1. I drove up to the Shoshone Medical Center around noon. I have become a familiar sight to several of the staff at the hospital. I'm the guy with "his little box". My little box is a mailer. Inside is a styrofoam shell that holds a vial to be filled with blood, a label for the phlebotomist to date and initial, and a plastic bag which holds the shell with the labeled vial inside and goes in the mailer, the little box. So, after I registered at the front desk, one of phlebotomists arrived in the lobby and said, "Ah! The guy with his little box! Come on! Let's go take care of this!" And she did. Now my vial of blood will take flight to Baltimore and the U of Maryland Transplantation Center will have another fresh tube of my blood on hand to test should a kidney come available to make sure the donor's kidney and my blood are compatible.
2. Today I finished reading Great Expectations. I shut off my Android tablet and sat and stared for several minutes. I snapped out of my trance because it was time for Maggie and Charly to eat and we had no dog food on hand. At Yoke's, I wandered the aisles, thinking about what I experienced reading this book.
Against my will, I suddenly felt a cold fear arrest my chest. It was a once familiar dread that used to grip me in graduate school: What am I going to write in the paper I've been assigned about this book?
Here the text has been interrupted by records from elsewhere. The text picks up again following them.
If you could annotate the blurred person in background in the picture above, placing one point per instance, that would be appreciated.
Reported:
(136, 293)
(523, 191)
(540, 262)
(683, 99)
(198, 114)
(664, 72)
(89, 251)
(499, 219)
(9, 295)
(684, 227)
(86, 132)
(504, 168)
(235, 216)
I haven't been a graduate student for twenty-six years and haven't had a paper due on a novel I read for over thirty years. Nonetheless, that old dread returned, as if it were the inevitable consequence of finishing a novel.
I realized at Yoke's, as I strolled past cans of sardines and tuna and anchovies, that that dread was grounded in the way I never really wanted to write scholarly papers on novels or poems or plays in graduate school.
I wanted to write sermons, secular sermons, sermons appropriate for secular studies. Maybe I should use the word "lecture". Maybe I wanted to write lectures, not papers. Maybe, in my mind, a lecture is a secular sermon.
For me, the works of writers like Dickens or Shakespeare or George Eliot or Jane Austen, didn't work as sources of theoretical scholarship, but were sources of a more common wisdom and insight about what it means to be human and helped deepen my understanding of goodness, compassion, interdependence and other human virtues as well as the darker, destructive aspects of being human like coldness, selfishness, jealousy, or anger, to name a few.
As an instructor, I think I succeeded in exploring these matters with students in the classroom; I think the two lectures I gave in the Copia Lecture Series over fifteen years ago also succeeded. But when it came to writing papers for academic courses or to writing my dissertation, I never figured out how to succeed. I think a way to do this existed. I fell far short of doing so. It was my failure.
As I made my way to the dog food aisle, I thought about how, in Great Expectations, Charles Dickens examines ways that coming of age as an adult is largely a softening of the heart, of growing more and more flexible, of becoming increasingly capable of gladly communicating to the necessity of others. In Dickens' telling of his story, this softening is inseparable from disappointment, brokenness, regret, and periods, especially in Pip's life, of self-centeredness and an unwarranted sense of superiority. This softening is a kind of redemption. Pip and other broken characters' maturity, their coming into their own, is evidenced not by their worldly success, not by wealth and status, but by the blossoming of their soft and flexible natures, by their embrace of goodness, a goodness which is best understood and experienced as a social virtue, not so much as a measure of the individual.
3. I browned two chicken thighs. In the bottom of our Dutch oven, I placed sliced lemons, fresh basil leaves, and chopped red onion. I placed the thighs on top of this pile and over the top I poured a mixture of a can of coconut milk, green curry paste, fish sauce, soy sauce, and brown sugar. I had a pork stock bubbling in my crockpot and poured a cup of pork stock over this mixture. I brought the liquid to a boil, quickly turned down the heat, put on the lid, and let the chicken slowly cook for over an hour. I had some leftover rice in the refrigerator. I removed the chicken, warmed up the rice in the liquid, and soon I ate a bowl of chicken, curry sauce, and rice for dinner.